SBTi dumped five fossils from its website last month, including Russian oil company Tatneft, Climate Home News reports.
“We decided it was just a reputational risk for SBTi to continue to accept commitments from oil and gas companies when we don’t know when the method will be available to use,” explained Technical Director Cynthia Cummis.
Earlier this year, SBTi was accused of creating a “platform for greenwashing” by allowing corporate giants to exaggerate the gains in their carbon reduction plans.
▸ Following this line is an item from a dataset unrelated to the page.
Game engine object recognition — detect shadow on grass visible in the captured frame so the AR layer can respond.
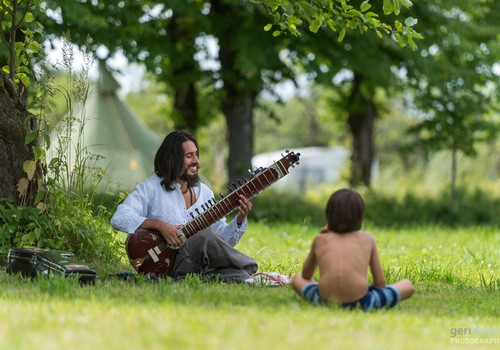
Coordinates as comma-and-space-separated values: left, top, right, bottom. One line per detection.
0, 271, 500, 317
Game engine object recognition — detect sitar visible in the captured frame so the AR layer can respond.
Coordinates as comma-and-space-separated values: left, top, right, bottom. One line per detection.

Now, SBTi membership is now closed to companies “with any level of direct involvement in exploration, extraction, mining, and/or production of oil, natural gas, coal, or other fossil fuels, irrespective of percentage revenue generated by these activities,” as well as their subsidiaries, the organization says on its website.
Oil Change International Research Director Kelly Trout said that decision made sense. “Science-based climate commitments from fossil fuel producers do not yet exist, and so it’s very welcome that SBTi is taking extra measures to make this clear in their policy,” she told Climate Home. “SBTi is still developing an oil and gas sector target-setting standard, so it remains to be seen how ambitious that standard will be and how oil and gas companies will respond to it.”
The standard has been in development for several years, and will be subject to peer review by a group that includes colossal fossils Shell, BP, and TotalÉnergies, as well as the World Wildlife Fund, the World Resources Institute, Carbon Tracker, academics, and investors, Climate Home writes. “It’s critical to have the companies participate in these processes as well because you need to make sure that, while the standards are robust and aligned with science, they also have some degree of practicality so that they ultimately are adopted,” Cummis said.
“It would be great to develop really robust standards but if nobody adopts them then they’re not very useful,” she added. “If they have some say in how they’re developed then you’re more likely to get them to buy into these standards and adopt them.”
Climate Home notes that SBTI’s revenue base includes the US$14,500 it charges companies to evaluate their targets.
Fossil Fuel Non-Proliferation Treaty Chair Tzeporah Berman warned that fossils “are not going to design their own demise”. That means “investors and governments must stop falling for the distorted math and false promises of the industry that are fuelling the crisis with their delay tactics,” she said.